Demand growth for service providers slowed further. While growth continued at a moderate pace for providers of health-care services, demand remained soft for providers of advertising, professional, and legal services. For providers of real estate services such as title insurance, conditions were described as "grim" and employment reductions continued. Tourist activity was flat to down in general, with noticeable declines reported for Hawaii, and contacts expect further weakening over the balance of 2008. Airlines struggled with reduced travel demand and higher fuel costs, and contacts noted plans for further cutbacks in flights.
District manufacturing activity was mixed across sectors but appeared to expand on net during the survey period of June through early July. New orders have slowed for makers of commercial aircraft and parts, but production activity remained at high levels due to extensive order backlogs. Reports from semiconductor manufacturers indicated moderate growth in revenues and high rates of capacity utilization. Manufacturers of heavy equipment reported solid demand and favorable profit margins, but makers of wood products continued to scale back output and employment. Production activity at petroleum refineries was reported to be near its five-year low, and gasoline inventories were at average levels. Food manufacturers continued to operate at or near peak capacity in response to continued robust demand, although high commodity and fuel prices reportedly ate into their profits.
Agriculture and Resource-Related Industries
Demand remained robust for agricultural items and natural resources. Sales grew at a brisk pace for a variety of crops and livestock products, due in part to strong export demand. However, producers remained challenged by high prices for fuel and other inputs, and in parts of California extensive wildfires reportedly undermined growing conditions. High demand for various minerals and petroleum products prompted further expansion of extraction activity and capacity, including reutilization of previously dormant oil wells.
Real Estate and Construction
Activity in District housing markets remained stuck at very low levels during the survey period, while demand for nonresidential real estate continued to ease. Demand for new and existing homes remained exceptionally weak, fueling further price declines, especially in parts of California, Arizona, and Nevada that also have seen sharp increases in home foreclosures. Some reports indicated that builders are using a variety of incentives, such as covering buyers' closing costs, to whittle away at their unsold inventories. Conditions weakened further on the nonresidential side, with contacts noting a steep reduction in the total value of commercial construction permits in San Diego and an ongoing reduction in rental demand for commercial real estate in San Francisco.

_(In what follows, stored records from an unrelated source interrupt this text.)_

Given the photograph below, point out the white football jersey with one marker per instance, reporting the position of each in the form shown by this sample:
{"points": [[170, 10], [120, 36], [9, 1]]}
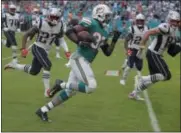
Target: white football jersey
{"points": [[11, 21], [47, 33], [161, 41], [137, 36]]}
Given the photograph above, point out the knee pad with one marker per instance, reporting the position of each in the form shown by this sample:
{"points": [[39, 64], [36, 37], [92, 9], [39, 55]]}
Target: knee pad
{"points": [[92, 85]]}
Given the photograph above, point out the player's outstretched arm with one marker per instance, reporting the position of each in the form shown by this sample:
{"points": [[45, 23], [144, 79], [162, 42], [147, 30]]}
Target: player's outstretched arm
{"points": [[147, 34], [72, 33], [127, 39], [108, 49]]}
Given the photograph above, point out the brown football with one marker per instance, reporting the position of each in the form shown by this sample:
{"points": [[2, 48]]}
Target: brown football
{"points": [[84, 36]]}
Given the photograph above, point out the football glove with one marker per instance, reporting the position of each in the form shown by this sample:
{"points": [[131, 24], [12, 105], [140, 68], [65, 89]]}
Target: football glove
{"points": [[24, 52], [5, 29], [116, 35], [84, 44], [139, 54]]}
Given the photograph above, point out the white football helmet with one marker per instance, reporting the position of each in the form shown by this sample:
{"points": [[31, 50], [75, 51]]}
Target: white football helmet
{"points": [[140, 20], [173, 19], [12, 9], [102, 13], [54, 16]]}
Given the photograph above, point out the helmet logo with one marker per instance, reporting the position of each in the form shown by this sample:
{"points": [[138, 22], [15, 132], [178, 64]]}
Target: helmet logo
{"points": [[100, 10]]}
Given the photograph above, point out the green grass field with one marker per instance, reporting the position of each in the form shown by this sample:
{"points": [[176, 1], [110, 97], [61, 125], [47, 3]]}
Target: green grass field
{"points": [[107, 109]]}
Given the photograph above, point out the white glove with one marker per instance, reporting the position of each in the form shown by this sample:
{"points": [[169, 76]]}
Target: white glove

District banking contacts reported that loan demand fell slightly on net relative to the previous survey period. Reports on commercial and industrial lending were mixed, with some contacts reporting a noticeable pullback in demand and others reporting steady conditions, suggesting slight easing overall. Demand for residential mortgages was reported to be very weak, and lending standards remained quite restrictive for residential mortgages and construction loans. Credit quality deteriorated a bit further, mainly for real estate and construction loans, with community banks feeling the greatest impact.